The Economic Development Advisory Panel (EDAP) updated and prioritized a draft 2025 work plan and flagged near-term obstacles to commercial development along Meridian, including drainage, utilities and parcel sizes.
The panel reviewed a staff-compiled scoring spreadsheet that averaged seven criteria for each proposed work-plan item. Morgan, staff member, told the panel she assembled the cumulative results and that the packet includes both the summary scores and individual responses. Chair Wiesenfeld urged members to “look at the forest rather than the trees” and focus discussion on the top-scoring items rather than every column.
Panel members said the top weighted priorities included “council priorities as assigned” (item 9 in the packet), followed by several other items identified in the spreadsheet; Morgan cited weighted scores in the packet with item 9 at about 49.7 and item 10 at about 48.5. Several members suggested the board concentrate on the top three to five items and allow staff to translate the spreadsheet into a final work-plan draft for council.

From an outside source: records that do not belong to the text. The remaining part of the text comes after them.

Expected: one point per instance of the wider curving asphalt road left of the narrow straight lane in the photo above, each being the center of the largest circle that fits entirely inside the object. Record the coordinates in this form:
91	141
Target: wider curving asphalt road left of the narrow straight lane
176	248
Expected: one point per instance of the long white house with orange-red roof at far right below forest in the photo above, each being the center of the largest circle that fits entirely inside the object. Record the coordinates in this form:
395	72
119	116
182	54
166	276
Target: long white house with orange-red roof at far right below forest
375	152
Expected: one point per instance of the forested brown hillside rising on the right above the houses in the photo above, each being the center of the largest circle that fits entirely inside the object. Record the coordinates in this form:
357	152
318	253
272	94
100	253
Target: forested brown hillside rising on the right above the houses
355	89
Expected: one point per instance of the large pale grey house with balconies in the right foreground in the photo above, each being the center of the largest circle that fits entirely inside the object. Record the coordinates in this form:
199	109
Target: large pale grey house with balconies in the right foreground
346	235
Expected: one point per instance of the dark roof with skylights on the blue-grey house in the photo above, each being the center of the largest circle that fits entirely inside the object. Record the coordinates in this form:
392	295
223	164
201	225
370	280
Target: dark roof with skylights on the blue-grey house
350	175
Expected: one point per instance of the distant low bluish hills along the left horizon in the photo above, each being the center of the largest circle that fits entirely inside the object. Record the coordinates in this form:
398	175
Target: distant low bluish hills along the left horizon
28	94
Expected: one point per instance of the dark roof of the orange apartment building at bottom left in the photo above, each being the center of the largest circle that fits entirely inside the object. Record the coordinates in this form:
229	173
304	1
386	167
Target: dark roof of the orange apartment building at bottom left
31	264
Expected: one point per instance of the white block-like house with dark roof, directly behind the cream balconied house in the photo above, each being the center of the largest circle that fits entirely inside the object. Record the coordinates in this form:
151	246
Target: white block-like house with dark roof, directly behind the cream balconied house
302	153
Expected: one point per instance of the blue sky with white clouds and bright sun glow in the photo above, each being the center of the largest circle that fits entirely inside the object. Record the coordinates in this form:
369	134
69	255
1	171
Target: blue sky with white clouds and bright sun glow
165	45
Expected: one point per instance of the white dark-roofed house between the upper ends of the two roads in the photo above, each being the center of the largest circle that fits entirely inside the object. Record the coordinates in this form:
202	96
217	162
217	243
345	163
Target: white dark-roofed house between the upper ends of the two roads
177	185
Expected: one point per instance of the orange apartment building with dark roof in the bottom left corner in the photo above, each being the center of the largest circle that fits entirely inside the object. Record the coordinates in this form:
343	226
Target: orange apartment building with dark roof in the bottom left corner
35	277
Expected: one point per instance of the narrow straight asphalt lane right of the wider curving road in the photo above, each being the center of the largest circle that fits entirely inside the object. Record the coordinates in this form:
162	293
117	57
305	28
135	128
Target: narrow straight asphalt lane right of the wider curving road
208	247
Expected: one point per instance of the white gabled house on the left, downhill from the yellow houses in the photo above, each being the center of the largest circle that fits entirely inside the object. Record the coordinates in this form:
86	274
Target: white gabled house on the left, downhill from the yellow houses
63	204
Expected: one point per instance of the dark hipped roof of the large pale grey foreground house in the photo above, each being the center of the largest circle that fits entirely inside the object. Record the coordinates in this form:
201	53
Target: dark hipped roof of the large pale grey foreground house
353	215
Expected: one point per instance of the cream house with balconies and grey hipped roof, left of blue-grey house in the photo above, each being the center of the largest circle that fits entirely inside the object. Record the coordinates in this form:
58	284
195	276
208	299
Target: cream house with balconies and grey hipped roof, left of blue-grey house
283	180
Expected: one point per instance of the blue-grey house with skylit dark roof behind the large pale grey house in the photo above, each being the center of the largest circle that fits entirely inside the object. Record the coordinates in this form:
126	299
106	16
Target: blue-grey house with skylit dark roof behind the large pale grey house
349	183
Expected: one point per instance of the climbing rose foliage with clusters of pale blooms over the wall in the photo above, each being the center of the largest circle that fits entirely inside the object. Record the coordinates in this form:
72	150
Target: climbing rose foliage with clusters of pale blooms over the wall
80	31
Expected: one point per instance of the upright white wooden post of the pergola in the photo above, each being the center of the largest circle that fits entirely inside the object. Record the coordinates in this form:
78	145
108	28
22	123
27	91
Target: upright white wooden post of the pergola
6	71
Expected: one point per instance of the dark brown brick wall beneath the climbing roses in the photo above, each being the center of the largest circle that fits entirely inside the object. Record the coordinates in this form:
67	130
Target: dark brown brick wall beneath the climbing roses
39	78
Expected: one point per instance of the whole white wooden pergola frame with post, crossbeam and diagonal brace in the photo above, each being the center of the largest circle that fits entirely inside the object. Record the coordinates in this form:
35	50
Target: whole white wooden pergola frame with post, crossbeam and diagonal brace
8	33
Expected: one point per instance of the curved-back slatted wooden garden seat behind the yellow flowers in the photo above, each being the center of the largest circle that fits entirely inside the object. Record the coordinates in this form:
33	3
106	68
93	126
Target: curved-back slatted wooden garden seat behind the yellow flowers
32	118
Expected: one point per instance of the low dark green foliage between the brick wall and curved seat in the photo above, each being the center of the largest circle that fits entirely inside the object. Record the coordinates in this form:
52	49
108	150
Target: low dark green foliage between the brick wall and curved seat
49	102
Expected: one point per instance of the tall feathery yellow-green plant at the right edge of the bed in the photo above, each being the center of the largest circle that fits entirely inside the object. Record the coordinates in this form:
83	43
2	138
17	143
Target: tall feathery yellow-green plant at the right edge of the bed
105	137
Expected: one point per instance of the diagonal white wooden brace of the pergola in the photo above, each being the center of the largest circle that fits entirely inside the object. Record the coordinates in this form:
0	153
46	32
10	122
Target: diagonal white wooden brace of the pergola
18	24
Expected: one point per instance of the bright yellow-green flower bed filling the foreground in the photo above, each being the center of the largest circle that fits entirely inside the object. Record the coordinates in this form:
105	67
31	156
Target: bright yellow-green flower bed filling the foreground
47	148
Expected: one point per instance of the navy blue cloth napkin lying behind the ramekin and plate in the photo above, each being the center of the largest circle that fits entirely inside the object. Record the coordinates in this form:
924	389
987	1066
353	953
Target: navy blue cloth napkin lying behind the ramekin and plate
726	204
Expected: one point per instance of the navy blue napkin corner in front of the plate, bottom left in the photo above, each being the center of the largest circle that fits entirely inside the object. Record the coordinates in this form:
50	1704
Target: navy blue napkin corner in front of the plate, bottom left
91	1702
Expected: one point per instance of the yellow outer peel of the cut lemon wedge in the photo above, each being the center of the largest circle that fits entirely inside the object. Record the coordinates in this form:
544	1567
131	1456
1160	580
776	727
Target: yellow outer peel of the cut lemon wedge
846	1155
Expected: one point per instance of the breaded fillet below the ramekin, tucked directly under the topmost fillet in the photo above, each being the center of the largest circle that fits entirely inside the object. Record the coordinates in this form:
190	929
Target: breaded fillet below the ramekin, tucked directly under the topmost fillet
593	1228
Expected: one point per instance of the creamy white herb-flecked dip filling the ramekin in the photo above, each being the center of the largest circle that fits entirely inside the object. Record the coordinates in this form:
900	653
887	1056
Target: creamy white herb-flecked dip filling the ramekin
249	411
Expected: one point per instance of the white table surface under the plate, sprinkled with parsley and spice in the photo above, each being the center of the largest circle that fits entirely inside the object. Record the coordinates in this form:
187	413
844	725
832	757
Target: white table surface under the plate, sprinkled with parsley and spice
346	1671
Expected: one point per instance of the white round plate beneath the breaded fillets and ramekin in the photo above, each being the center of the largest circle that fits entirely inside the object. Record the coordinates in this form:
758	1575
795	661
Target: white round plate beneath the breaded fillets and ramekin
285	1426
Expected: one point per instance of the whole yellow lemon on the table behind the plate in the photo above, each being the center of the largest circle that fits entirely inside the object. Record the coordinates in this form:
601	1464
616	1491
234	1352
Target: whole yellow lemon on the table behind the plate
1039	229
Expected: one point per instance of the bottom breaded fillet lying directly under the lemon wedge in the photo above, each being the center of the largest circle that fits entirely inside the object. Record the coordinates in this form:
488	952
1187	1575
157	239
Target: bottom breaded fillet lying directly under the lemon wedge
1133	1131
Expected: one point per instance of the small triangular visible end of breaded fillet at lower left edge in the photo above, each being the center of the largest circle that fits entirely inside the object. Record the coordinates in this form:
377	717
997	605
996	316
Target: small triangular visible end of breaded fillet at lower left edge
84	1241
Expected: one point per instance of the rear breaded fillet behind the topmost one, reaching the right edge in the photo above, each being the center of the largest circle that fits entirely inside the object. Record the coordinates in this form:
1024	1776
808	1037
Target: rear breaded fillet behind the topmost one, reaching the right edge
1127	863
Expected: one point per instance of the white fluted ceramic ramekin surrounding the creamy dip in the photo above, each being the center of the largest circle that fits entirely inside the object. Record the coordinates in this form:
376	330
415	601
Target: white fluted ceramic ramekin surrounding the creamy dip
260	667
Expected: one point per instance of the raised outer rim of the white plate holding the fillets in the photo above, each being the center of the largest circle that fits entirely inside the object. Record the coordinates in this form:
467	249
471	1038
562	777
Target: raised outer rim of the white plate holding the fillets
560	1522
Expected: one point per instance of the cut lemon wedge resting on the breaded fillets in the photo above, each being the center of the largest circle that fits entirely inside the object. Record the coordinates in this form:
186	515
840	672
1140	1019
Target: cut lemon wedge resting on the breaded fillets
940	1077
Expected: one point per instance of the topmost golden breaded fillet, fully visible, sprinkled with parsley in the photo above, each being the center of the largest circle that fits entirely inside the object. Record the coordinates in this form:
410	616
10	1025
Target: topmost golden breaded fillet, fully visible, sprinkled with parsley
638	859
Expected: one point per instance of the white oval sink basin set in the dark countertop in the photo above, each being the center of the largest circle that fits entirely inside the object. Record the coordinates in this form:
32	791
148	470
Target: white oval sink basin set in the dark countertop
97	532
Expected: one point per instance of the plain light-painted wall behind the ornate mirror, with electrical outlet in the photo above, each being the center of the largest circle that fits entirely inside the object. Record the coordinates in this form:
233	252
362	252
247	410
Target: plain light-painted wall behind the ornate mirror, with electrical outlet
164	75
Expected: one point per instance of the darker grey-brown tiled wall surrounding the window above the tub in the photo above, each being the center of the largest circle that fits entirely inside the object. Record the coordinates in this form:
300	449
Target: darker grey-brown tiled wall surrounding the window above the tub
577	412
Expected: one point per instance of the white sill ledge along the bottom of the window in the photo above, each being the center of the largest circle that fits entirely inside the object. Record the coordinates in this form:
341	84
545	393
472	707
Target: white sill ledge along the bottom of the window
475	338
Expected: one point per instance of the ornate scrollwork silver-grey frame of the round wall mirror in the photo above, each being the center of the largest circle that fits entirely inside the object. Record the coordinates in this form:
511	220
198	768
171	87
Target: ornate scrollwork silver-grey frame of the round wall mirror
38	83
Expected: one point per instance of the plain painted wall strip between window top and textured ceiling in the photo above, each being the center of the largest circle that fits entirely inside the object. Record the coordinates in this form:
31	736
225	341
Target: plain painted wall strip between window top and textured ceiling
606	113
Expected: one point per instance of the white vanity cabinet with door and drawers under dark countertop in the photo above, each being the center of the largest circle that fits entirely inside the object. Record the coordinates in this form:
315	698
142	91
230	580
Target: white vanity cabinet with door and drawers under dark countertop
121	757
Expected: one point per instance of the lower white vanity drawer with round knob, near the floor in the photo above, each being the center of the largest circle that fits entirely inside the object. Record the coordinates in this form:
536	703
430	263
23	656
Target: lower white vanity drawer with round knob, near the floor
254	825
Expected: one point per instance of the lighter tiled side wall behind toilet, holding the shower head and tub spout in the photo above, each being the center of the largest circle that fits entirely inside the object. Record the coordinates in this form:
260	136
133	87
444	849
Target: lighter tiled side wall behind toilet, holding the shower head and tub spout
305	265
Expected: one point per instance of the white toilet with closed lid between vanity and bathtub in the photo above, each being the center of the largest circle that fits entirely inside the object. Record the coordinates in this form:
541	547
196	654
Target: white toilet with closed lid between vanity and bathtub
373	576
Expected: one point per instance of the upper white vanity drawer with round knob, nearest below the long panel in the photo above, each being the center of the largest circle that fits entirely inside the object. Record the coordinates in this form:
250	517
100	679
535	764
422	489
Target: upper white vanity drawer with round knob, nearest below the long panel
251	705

Members also discussed on-the-ground constraints that limit development potential in the Meridian corridor. A resident and panel members raised drainage and stormwater detention costs as a major barrier to development in Edgewood’s closed depressional basins, noting site-level detention requirements and geologic conditions that limit infiltration. One panel member with public-works experience said Meridian itself “has a pretty low bar” for utility availability but cautioned that some nearby parcels require significant detention infrastructure or pipe extensions.
Panel members and staff reviewed past outreach and consultant work. Morgan said the city previously contracted with Retail Strategies to build a landowner and tenant prospect database; the contract’s second phase was canceled and the follow-through marketing step did not occur. Panel members suggested reviving targeted landowner outreach or a light-weight marketing package if funding and council direction allow.
The panel agreed on a next step: Kelsey (board member) will produce a revised draft of the work plan — including a short preamble that pulls recurring themes such as DEI into a concise statement — and will send it to staff by Friday for distribution and further comment before the panel’s next meeting. The panel anticipates making a formal recommendation to the city council at the joint meeting in the second cycle of February.
Votes at a glance: The consent agenda was approved by motion of Steven Wise, seconded by Sean Olsen; the meeting later adjourned by motion and unanimous voice vote.